* U.S. yield curve inversion deepens; Financials fall
* J&J up after opioid lawsuit decision
* Dow down 0.35%, S&P 500 down 0.28%, Nasdaq down 0.39% (Updates to mid-afternoon, changes byline)
By Chuck Mikolajczak
NEW YORK, Aug 27 (Reuters) - Wall Street slipped on Tuesday, weighed down by financial stocks as a deepened yield curve raised U.S. recession worries, while uncertainty reigned on the progress of trade negotiations between the U.S. and China.
U.S, stocks initially opened higher, building on Monday's advance, as U.S. President Donald Trump predicted another round of talks with Beijing. China's foreign ministry, however, reiterated on Tuesday that it had not received any recent U.S. telephone call on trade.
Further weighing on sentiment was a deepening of the inversion in the yield curve between the 2-year and 10-year U.S. Treasuries, underscoring worries about a weakening global economy.
"The progression of trade talks seem to occur very much in real time and it is the primary influence around what it is driving the capital markets at this point," said Bill Northey at U.S. Bank Wealth Management in Minneapolis.
"You have this degree of uncertainty and what has seemed to be a period of heightened uncertainty, that certainly does impact confidence and confidence does drive behaviors like spending and investing, which ultimately manifest in economic activity."
The Dow Jones Industrial Average fell 94.15 points, or 0.36%, to 25,804.68, the S&P 500 lost 8.7 points, or 0.30%, to 2,869.68 and the Nasdaq Composite dropped 32.57 points, or 0.41%, to 7,821.16.
Financial shares, which tend to weaken in lower rate and soft economic environments, lost 0.84%, while defensive sectors such as utilities and real estate led advancing sectors.
The S&P 500 has lost nearly 4% in August on worries the impact of the intensifying U.S.-China trade war will have on the slowing global economy and corporate profits, along with uncertainty around the pace of U.S. interest rate cuts from the Federal Reserve.
With the next Federal Reserve meeting scheduled for mid-September, investors are gauging the strength of the U.S. economy for clues on where rates are headed. They will have data on the labor market and manufacturing next week to consider before the policy announcement.

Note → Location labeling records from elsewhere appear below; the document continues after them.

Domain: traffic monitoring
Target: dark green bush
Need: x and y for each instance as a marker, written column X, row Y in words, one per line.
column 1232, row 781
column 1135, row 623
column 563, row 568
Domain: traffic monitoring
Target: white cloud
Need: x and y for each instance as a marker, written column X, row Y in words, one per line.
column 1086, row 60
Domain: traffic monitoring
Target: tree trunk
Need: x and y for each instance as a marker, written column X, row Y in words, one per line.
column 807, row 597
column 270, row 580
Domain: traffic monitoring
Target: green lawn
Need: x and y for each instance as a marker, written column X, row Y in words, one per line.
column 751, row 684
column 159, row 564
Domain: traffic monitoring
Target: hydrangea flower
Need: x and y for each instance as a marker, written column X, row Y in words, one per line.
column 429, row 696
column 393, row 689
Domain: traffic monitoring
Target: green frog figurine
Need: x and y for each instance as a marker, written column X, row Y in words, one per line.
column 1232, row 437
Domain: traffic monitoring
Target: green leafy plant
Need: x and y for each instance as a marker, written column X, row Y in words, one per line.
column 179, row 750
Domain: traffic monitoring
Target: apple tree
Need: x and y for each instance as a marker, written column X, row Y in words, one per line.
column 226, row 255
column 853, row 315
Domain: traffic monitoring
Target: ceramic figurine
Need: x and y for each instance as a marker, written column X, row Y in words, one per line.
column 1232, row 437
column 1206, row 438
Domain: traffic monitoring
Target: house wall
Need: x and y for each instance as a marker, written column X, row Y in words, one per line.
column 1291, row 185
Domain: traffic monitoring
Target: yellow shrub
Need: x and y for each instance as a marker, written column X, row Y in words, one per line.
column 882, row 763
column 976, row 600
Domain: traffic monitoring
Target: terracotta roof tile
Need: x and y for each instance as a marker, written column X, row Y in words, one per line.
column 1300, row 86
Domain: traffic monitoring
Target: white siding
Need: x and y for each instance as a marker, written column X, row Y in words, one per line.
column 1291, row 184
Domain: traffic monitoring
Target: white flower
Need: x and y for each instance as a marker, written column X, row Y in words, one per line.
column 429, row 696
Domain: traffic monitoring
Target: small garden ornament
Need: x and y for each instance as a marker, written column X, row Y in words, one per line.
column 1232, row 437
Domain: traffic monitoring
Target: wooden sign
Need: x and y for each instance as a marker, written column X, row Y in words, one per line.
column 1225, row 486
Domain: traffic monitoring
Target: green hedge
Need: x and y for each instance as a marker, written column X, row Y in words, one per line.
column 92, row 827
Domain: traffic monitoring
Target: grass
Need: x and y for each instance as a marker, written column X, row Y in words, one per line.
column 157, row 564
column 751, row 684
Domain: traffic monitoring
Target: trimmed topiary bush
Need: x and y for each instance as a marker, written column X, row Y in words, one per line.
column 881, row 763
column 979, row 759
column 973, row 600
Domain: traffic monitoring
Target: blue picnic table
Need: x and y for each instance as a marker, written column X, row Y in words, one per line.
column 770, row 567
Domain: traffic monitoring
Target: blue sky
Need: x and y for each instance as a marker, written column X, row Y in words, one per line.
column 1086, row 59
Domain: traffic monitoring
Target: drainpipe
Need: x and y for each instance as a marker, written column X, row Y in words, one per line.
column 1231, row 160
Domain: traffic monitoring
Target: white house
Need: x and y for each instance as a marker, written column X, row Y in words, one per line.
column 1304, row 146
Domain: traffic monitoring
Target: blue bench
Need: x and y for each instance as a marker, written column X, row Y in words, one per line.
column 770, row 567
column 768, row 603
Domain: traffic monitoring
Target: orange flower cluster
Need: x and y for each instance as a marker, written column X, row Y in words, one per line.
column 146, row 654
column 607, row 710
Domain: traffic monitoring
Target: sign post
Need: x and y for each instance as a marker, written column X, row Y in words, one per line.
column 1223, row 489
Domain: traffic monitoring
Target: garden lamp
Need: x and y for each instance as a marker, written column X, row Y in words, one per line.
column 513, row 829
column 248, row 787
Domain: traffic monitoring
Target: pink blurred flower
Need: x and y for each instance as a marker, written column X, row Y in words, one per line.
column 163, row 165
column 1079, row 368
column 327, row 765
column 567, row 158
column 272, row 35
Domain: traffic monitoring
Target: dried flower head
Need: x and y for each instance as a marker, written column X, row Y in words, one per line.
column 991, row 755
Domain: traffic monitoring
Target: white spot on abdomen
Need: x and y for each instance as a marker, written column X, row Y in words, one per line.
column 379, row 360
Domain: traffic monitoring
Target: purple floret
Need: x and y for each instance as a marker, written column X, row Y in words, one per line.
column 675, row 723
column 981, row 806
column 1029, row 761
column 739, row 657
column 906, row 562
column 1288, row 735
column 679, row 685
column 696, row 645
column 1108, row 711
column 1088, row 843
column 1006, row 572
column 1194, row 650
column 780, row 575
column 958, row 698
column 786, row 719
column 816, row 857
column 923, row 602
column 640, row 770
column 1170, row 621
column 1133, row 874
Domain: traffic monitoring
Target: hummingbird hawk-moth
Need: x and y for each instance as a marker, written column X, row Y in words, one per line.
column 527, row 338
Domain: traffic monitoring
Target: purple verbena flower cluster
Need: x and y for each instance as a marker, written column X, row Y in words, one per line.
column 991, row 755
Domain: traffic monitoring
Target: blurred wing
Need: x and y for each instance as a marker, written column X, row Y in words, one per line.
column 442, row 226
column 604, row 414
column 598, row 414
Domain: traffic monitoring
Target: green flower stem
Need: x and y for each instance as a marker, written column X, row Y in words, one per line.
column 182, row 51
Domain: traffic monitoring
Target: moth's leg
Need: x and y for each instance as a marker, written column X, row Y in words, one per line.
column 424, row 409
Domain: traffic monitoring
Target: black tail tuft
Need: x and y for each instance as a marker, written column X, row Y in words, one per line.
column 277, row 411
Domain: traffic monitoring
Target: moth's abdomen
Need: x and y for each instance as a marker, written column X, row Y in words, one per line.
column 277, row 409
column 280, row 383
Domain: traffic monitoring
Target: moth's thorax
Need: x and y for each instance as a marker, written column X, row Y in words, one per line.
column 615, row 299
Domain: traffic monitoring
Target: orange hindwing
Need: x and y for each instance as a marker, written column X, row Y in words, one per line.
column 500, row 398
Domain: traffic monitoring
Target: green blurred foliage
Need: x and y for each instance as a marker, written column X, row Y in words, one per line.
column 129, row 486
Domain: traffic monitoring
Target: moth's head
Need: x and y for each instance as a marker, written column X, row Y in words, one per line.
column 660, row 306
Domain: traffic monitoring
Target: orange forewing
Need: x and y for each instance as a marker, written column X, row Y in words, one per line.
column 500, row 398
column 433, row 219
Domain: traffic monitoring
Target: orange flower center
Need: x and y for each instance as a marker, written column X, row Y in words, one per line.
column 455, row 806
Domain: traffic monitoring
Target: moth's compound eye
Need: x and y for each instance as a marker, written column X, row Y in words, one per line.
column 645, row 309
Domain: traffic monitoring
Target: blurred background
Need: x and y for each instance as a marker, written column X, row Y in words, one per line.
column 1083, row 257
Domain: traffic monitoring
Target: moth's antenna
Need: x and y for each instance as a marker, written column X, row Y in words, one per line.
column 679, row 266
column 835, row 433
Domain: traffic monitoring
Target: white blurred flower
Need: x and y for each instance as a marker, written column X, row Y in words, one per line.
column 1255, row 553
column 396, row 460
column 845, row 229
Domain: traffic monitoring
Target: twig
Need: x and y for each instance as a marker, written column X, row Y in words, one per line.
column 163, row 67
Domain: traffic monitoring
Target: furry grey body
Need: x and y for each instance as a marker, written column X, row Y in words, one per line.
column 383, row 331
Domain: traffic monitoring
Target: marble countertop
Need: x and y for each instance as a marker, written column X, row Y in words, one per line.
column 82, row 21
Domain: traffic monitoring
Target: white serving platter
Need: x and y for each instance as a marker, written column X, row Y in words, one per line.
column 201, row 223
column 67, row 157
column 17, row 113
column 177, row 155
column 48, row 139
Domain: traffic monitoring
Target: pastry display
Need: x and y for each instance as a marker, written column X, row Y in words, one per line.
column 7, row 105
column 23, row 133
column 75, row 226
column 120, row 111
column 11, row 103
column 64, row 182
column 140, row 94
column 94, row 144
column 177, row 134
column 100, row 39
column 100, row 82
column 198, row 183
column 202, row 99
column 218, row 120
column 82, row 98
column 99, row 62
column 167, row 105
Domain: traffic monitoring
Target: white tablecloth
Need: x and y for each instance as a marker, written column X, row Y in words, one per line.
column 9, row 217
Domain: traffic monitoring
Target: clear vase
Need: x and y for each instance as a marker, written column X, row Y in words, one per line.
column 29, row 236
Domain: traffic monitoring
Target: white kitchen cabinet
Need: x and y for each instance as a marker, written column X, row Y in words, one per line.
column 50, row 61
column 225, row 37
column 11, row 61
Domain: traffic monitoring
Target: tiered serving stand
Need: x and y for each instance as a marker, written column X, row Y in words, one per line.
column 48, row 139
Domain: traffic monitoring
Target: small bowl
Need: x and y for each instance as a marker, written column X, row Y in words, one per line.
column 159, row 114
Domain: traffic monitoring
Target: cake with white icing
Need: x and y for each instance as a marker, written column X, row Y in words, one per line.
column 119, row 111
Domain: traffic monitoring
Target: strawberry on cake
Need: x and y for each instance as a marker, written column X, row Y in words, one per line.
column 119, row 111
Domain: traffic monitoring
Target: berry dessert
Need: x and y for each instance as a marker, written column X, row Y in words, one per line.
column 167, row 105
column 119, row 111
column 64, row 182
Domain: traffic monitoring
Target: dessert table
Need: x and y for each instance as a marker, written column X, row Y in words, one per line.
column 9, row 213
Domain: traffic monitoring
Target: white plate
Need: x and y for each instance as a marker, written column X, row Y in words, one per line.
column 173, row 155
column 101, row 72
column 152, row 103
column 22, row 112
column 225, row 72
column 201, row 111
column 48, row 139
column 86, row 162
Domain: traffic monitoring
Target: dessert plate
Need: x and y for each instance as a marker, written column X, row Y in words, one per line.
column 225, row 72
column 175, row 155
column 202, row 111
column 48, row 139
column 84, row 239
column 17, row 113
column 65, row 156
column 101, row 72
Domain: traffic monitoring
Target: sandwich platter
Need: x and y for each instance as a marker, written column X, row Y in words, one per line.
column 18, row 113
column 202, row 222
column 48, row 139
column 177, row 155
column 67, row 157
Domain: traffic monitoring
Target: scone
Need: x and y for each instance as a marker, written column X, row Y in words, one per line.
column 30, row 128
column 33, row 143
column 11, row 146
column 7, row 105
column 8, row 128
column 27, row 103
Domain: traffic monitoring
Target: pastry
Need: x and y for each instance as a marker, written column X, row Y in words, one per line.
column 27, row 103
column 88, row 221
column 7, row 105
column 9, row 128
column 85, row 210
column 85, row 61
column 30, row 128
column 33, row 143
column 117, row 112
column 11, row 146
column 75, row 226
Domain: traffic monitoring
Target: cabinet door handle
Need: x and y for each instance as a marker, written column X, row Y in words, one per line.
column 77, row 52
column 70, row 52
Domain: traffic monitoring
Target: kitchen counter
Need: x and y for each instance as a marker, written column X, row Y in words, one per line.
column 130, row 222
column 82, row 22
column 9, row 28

Among stocks, Johnson & Johnson shares rose 1.93% after an Oklahoma judge said J&J must pay $572.1 million for its part in fueling the U.S. opioid epidemic, a sum that was substantially less than what investors had expected.
Philip Morris International shares fell 7.42% after the tobacco maker said it was in talks with Altria Group Inc to combine in an all-stock merger of equals. Altria's shares were down 3.53%.
Shares in J. M. Smucker Co tumbled 7.03% after the packaged food maker cut its full-year earnings forecast and missed estimates for quarterly profit and sales.
Declining issues outnumbered advancing ones on the NYSE by a 1.57-to-1 ratio; on Nasdaq, a 2.51-to-1 ratio favored decliners.